Agreed. Another could be solo blackhats who just want to make money, who have no state sponsorship. Tangental, but I also hesitate to create such a massive bucket for "mental instability" like that. It's easy to find when someone who does something difficult to understand, or against what we would do ourselves, and then just say "well they're mentally unstable." Definitely the case for some, but it seems like a lazy dismissal with no attempt or interest at understanding.
I was using "maliciously exploit" here to describe what would basically be the worst case scenario of such a bug (instructing every Tesla to deliberately crash at high speed). I don't think it's in any way a stretch to characterise someone who would do that as mentally unstable.

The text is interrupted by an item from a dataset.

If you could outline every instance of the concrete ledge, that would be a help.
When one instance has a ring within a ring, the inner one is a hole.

Of course there's many other ways you could exploit such a bug, but in the context of a "multi-billion dollar" event, it's really only The Big One that's in frame here.
Someone could be sociopathic enough to cause the crashes, but still prefer the money. It definitely seems like you could negotiate for more if you can play the part of that sociopath and don't mind a little bit of extortion.
Those two types in particular are examples of actors that are willing to break the law in this way. Competitors aren't going to contract a hack - like the parent comment said, every 3 letter agency would be after you and suddenly your executives are going to prison.
Public confidence is priceless in the automative space. The risk of bleedover onto the market segment as a whole would make that an incredibly risky (read: stupid) stunt for a competitor to pull, not to mention the legal and reputational risk if they're discovered.